Boarding Community Celebration Dinner

Posted July 21, 2021 in Opinion By Community Relations

Staff, students, parents and special guests came together at Monday night’s Boarder’s Celebration Evening.

After a hiatus for a year, it was great to hold one of the highlight events of the year and strengthen our community. Captain of Boarding, Ben Woodruff, spoke at the event and below is his speech for you all to enjoy.

I started my boarding journey in Year 10, coming from a small country town called Narrogin, around two hours south-east of Perth. It is funny to think I once thought that this was such a long drive, but once hearing about the long trips other families have to make, I consider myself pretty lucky. Having students from Western Australia, Inter-State and overseas creates a great range of diversity and is one of the things that makes boarding at Wesley so special.

The transition from a home of five in a small town to a home of 150 in the centre of South Perth, where your nearest neighbour is a mere half meter away, was a massive change. However, one that has come with great rewards. The opportunities that Wesley have provided me with have changed my life forever, whether that be in sport, academics or my relationships.

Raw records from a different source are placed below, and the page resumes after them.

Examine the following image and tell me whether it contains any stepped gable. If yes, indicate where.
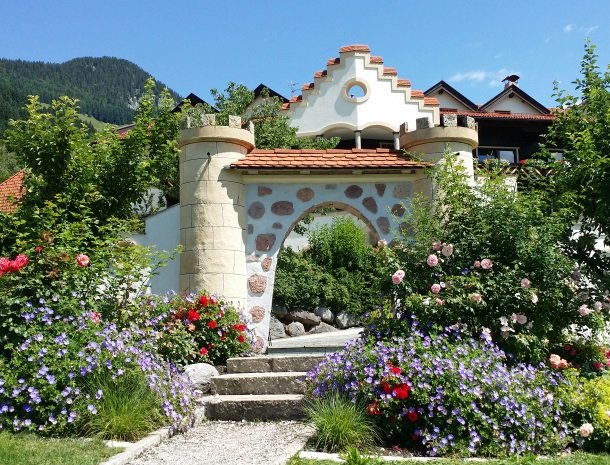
[0,171,24,213]
[281,44,439,110]
[231,148,429,170]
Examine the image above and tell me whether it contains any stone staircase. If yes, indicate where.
[203,328,360,421]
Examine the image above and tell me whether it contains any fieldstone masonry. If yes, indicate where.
[180,118,477,351]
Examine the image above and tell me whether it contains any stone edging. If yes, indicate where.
[99,408,203,465]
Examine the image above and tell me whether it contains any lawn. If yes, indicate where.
[0,433,122,465]
[288,453,610,465]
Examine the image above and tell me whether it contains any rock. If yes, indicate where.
[271,305,288,320]
[314,307,335,324]
[309,321,339,334]
[184,363,218,394]
[286,310,322,326]
[286,321,305,336]
[335,312,360,329]
[269,315,286,339]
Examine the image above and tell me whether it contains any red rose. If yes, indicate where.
[187,309,201,321]
[381,381,392,394]
[392,384,411,400]
[367,400,381,415]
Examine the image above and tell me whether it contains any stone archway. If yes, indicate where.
[245,176,415,350]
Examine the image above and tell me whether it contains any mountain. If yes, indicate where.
[0,57,180,133]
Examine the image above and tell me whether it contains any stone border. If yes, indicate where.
[99,407,203,465]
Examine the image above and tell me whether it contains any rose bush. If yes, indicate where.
[307,318,572,456]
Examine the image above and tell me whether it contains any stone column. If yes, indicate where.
[179,126,254,307]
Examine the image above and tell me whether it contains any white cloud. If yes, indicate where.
[580,26,599,35]
[449,68,519,87]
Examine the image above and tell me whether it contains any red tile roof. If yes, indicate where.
[231,149,428,170]
[0,171,23,213]
[339,44,371,53]
[441,110,555,121]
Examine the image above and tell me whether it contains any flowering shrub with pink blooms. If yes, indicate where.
[366,155,610,364]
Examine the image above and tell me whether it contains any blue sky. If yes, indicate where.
[0,0,610,106]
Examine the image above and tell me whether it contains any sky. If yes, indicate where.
[0,0,610,106]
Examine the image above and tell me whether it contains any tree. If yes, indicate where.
[546,42,610,286]
[190,82,339,149]
[6,79,180,221]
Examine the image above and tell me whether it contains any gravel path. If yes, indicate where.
[129,421,311,465]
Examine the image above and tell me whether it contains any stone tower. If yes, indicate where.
[179,119,254,308]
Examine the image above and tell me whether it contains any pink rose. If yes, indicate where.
[76,253,89,268]
[442,244,453,257]
[578,423,593,438]
[578,304,591,316]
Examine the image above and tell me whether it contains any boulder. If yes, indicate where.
[335,312,360,329]
[286,321,305,336]
[271,305,288,320]
[269,315,287,339]
[314,307,335,324]
[184,363,218,394]
[286,310,322,326]
[309,321,339,334]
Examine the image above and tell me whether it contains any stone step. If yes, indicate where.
[203,394,305,421]
[227,353,324,373]
[212,371,305,395]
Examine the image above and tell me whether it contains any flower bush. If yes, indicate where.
[307,318,570,456]
[369,155,610,363]
[146,292,254,365]
[0,297,193,434]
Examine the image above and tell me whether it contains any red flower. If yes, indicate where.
[392,384,411,400]
[187,309,201,321]
[76,253,89,268]
[367,400,381,415]
[381,381,392,394]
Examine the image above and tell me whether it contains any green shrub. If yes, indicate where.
[305,393,379,452]
[79,370,164,441]
[372,155,610,362]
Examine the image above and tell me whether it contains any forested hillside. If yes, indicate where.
[0,57,179,133]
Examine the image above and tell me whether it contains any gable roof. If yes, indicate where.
[253,83,288,103]
[424,80,479,111]
[479,85,551,115]
[231,148,429,170]
[0,171,24,213]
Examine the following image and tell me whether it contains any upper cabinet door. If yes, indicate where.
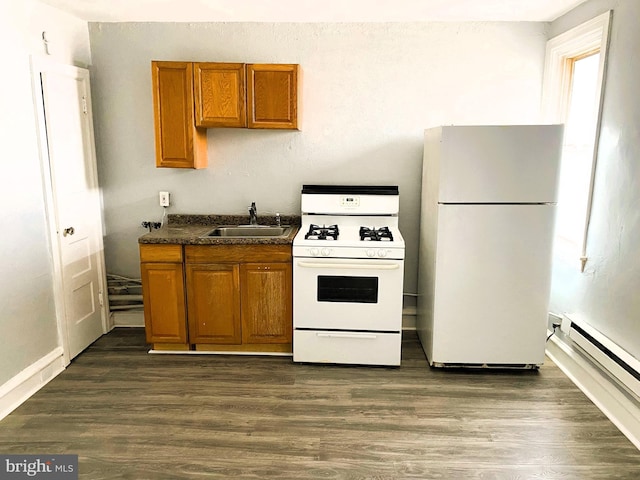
[247,63,298,130]
[151,62,207,168]
[194,63,247,127]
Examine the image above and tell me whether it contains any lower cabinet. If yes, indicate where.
[140,245,188,350]
[187,264,242,345]
[140,245,293,352]
[240,263,293,345]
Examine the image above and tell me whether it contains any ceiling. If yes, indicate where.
[40,0,586,22]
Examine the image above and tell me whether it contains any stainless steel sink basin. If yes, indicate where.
[204,225,291,237]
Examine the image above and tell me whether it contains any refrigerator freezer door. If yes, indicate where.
[432,125,563,203]
[429,205,555,364]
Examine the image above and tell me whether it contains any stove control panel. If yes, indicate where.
[293,245,404,260]
[340,195,360,208]
[309,247,333,257]
[365,248,391,258]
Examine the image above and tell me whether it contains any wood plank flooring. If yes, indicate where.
[0,329,640,480]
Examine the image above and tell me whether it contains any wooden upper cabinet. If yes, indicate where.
[151,61,207,168]
[193,63,247,127]
[247,63,299,130]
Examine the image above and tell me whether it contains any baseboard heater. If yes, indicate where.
[562,315,640,398]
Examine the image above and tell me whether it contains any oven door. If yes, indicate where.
[293,257,404,332]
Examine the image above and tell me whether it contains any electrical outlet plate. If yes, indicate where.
[159,192,171,207]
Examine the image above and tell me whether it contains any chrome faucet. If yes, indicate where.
[249,202,258,225]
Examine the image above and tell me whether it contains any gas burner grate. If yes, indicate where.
[304,223,340,240]
[360,227,393,242]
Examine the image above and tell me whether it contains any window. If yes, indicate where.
[543,12,611,271]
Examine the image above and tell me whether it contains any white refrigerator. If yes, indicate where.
[416,125,563,368]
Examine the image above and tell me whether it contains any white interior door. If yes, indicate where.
[34,58,106,361]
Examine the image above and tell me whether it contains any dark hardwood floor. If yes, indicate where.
[0,329,640,480]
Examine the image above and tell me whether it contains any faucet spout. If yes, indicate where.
[249,202,258,225]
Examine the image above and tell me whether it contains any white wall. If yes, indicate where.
[550,0,640,359]
[0,0,90,386]
[89,23,547,304]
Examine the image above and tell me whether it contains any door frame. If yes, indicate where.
[30,55,113,366]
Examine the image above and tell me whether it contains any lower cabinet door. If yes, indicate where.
[186,264,242,345]
[140,263,188,345]
[240,263,293,344]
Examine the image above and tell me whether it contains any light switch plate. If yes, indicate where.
[159,192,171,207]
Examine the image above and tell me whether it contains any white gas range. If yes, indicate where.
[293,185,404,365]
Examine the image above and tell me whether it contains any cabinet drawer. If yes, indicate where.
[185,245,291,263]
[140,244,183,263]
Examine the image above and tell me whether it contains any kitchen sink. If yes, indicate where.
[203,225,291,237]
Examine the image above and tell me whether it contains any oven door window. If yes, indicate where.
[318,275,378,303]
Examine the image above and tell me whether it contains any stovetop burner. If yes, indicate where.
[360,227,393,242]
[304,223,339,240]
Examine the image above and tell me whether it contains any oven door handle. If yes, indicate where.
[297,262,400,270]
[316,333,378,340]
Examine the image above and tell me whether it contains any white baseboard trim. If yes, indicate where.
[546,335,640,450]
[0,347,65,420]
[111,310,144,327]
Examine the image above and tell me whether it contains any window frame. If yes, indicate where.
[542,10,613,272]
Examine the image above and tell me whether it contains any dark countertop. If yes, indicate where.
[138,214,300,245]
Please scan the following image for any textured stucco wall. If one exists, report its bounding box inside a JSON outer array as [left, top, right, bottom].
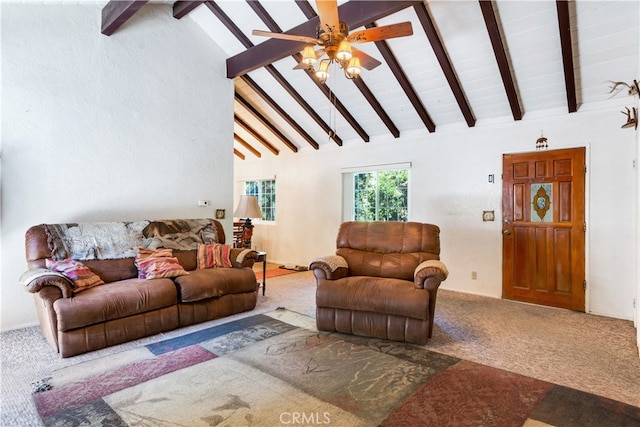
[[0, 2, 233, 330]]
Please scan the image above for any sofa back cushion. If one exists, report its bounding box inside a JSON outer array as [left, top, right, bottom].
[[336, 221, 440, 280], [25, 218, 225, 283]]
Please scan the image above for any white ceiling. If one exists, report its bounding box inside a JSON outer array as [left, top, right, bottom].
[[182, 0, 640, 156]]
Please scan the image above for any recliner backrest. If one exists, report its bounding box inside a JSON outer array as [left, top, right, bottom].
[[336, 221, 440, 280]]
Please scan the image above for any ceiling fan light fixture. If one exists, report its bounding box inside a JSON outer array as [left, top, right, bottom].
[[346, 56, 360, 77], [336, 40, 353, 62], [316, 60, 329, 83], [302, 46, 318, 66]]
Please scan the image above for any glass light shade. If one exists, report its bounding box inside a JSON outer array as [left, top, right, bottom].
[[347, 56, 360, 76], [316, 61, 329, 82], [336, 40, 353, 61], [302, 46, 317, 65]]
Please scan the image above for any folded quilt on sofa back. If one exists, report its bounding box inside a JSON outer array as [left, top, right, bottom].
[[45, 218, 218, 261]]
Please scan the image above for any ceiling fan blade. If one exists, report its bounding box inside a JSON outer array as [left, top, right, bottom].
[[293, 49, 324, 70], [351, 46, 382, 71], [251, 30, 320, 44], [316, 0, 340, 33], [347, 21, 413, 43]]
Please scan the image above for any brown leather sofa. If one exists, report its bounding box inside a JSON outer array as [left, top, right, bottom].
[[21, 218, 257, 357], [309, 222, 448, 344]]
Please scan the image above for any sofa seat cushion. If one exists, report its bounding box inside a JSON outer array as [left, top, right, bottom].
[[174, 267, 257, 302], [53, 279, 178, 331], [316, 276, 429, 320]]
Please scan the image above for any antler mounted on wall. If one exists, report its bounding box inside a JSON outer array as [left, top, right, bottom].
[[609, 80, 640, 129], [620, 107, 638, 129], [609, 80, 640, 96]]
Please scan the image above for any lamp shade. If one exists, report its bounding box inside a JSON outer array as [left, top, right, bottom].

Even though it has come with ups, it has also come with downs. It is not easy choosing to move away from home and this can sometimes be tough on everyone. So, this is why I would like to take this time to thank my parents for the amazing support you have given me, and, on behalf of all other boarders, thank every parent and guardian who have helped their child through their journey – it doesn’t go unnoticed.

As a latecomer into the boarding cohort, I was once afraid I would find it hard to fit in; to be accepted into the strong year group and create the same bonds as boys who had already spent years together. However, within the first night, I had already made great mates who helped me get through my first few weeks unscathed. There is a brotherhood between all 150 boys in the Boarding House, a sense of family, which helped me, and many others, find their feet at the beginning of their boarding journey.

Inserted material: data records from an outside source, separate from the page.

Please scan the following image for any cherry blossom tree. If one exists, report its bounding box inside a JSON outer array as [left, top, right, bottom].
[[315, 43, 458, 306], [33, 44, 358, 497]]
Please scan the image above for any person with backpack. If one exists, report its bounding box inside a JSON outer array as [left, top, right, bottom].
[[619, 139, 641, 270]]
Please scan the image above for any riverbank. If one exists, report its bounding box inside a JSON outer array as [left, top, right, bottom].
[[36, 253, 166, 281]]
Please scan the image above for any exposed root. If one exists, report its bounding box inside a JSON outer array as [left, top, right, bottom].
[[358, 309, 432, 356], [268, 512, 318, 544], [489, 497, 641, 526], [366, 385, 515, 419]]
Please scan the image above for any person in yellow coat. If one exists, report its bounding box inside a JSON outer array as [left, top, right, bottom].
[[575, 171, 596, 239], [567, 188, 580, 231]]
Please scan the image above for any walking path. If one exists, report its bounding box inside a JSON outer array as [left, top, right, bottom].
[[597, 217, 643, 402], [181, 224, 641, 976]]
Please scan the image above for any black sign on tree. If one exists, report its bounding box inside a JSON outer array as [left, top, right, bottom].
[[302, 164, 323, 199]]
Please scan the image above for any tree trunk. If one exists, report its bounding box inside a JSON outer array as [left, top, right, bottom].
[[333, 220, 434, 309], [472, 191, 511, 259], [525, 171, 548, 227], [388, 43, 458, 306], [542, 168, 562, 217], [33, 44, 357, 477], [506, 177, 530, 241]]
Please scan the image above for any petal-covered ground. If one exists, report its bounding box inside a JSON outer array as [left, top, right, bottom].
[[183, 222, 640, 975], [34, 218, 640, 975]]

Now, whenever I pack my stuff to come back at the end of each holiday, I remember the feeling I had, coming into the Boarding House, and I am reminded that no matter how you feel, you have amazing people around you to help you through.

I found it hard as a Year 10, so I could only imagine what it would be like as a young Year 7 or Year 8 making the same transition. I admire how they handle themselves at such a young age and act with maturity. So, my message to you is, keeping working hard as it will only get easier from here.

Tonight, we are back again. For some Year 12s, it is one of the last “first night backs’. There is always a buzz around the boys on the first night back, and I felt it again tonight. We all catch up and tell stories (most of them severely exaggerated) about our holiday adventures, cracking jokes and laughing.

As a Year 12, the year is full of what we call the ‘lasts’. The last Boarding House Adventure World trip, the last Darlot cricket match (which didn’t exactly go to plan), or the last time we pack the back of the car and unload our stuff to start a new term.

As my journey comes to an end, I think back on how quickly it has gone, the fun I’ve had and the friends I have made. But as I take a deeper look, I try to comprehend how boarding at Wesley runs so smoothly? You can of course think about the tremendous work that Mr Steer and all the Year Coordinator’s do, but a dynamic like this can’t be solely run by a few people. Rather, it’s a collective effort from everyone and their constant application of the core values of Wesley that helps it run the way it does.

  • Courage. The way boys go outside of their comfort zone and seize all the opportunities that come their way.
  • Compassion. The sympathy and kindness that each boy shows for one another.
  • Integrity. The way boys take ownership for their actions, even when faced with negative consequences.
  • Respect. Living in a house of 150 boys can be hard as we can get on each other’s nerves but the way each boy knows how to respect each other and their feelings is tremendous.

These values are not just words on the wall – we should be living our lives by them.

So, as I conclude here tonight, I encourage you to continue to use these values to make your journey here as memorable as possible as it will be over before you know it.